In-class Activities - Week 15
Data, Ethics, & The Law
Before we start…
- an example from our lab of a real data clean-up situation for which OpenRefine is ideal
Part 1: Anonymizing is hard
Exercise 1: Finalize this “anonymization log' for one of your interviews. How would you anonymize each entry?

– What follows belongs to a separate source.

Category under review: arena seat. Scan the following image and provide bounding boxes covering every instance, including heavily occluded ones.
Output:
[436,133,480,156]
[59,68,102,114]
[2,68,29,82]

Interview-Page | Original Info | Changed to |
---|---|---|
Int1 p1 | Age: 27 | “______________” |
Int1 p1 | Born in Venezeula | “______________” |
Int1 p2 | Born on 20 June | “______________” |
Int1 p2 | Name: Miguel | “______________” |
Int1 p3 | Lives in Atlanta | “______________” |
Int1 p4 | Known as ‘Tio Miguelito | “______________” |
Int2 p1 | his friend Maria | “______________” |
Int2 p8 | attended Talbot Elementary School | “______________” |
Int2 p10 | Director, Southern Region, Quantum Vehicles | “______________” |
Int2 p11 | lives in Grant Park | “______________” |
Exercise 2: Download this interview file to your computer. Try anonymizing this text - was it harder or easier than the more abstract list above? Why or why not?
PART 2: Research misconduct related to data
Take 15 minutes to read this article: Martinson, B., Anderson, M. & de Vries, R. 2005. Scientists behaving badly. Nature 435:737–738. link. Then then go to the class Canvas page and tell the class what you thought of the paper. In particular:
- Did the % of scientists engaging in the different behaviors surprise you, and
- Are all the behaviors equally ‘bad’? Are there cases (or disciplinary norms) in which they might be acceptable?